I think sometimes in PA, we forget that the most amazingly beautiful part of creation — in God’s eyes — isn’t the mountains, or the trees, or the way a cloud forms, or geese in a pond.  It’s the people.  Of no other part of creation did God stop and say, “This I will make in my image.”  That’s why heaven begins with a city.  The city of God will be a thing of awesome beauty and majestic grandeur because it will be filled with the epitome of God’s creation.

When Adam and Eve were kicked out of the garden of Eden, it was viewed as a curse, but the curse had less to do with leaving a garden place, and more to do with leaving God’s presence.  God’s ultimate dream involves drawing us all together in one huge city, where He will live with us.  God’s movement has always been from the garden to the city.

That’s the view from my office every day, from the garden to the city.  It’s a great reminder of God’s dreams for us, for Calvary, for our whole region.  It helps me pray.

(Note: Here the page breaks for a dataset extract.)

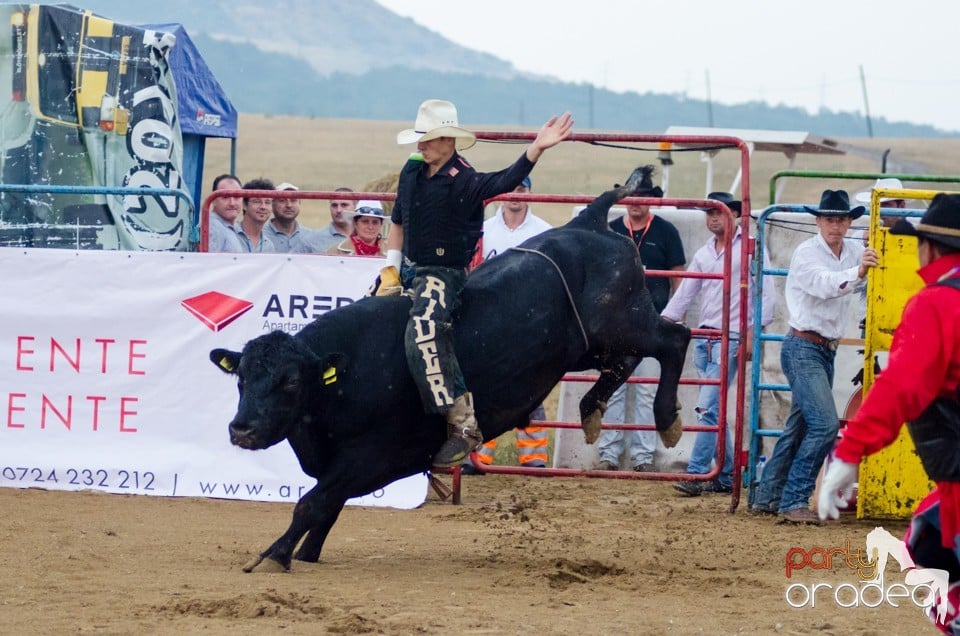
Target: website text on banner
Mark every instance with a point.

This coming week will wrap up 21 Days of Prayer for Calvary.  We have been prayer walking Penn State University and the downtown area.  Asking God to do a great work in the hearts of the next generation.  On Sunday September 25th, we’re inviting the campus to come and join us in worship at Eisenhower Auditorium.  It’s going to be a great day, because from the garden to the city, people are the epitome of God’s creation.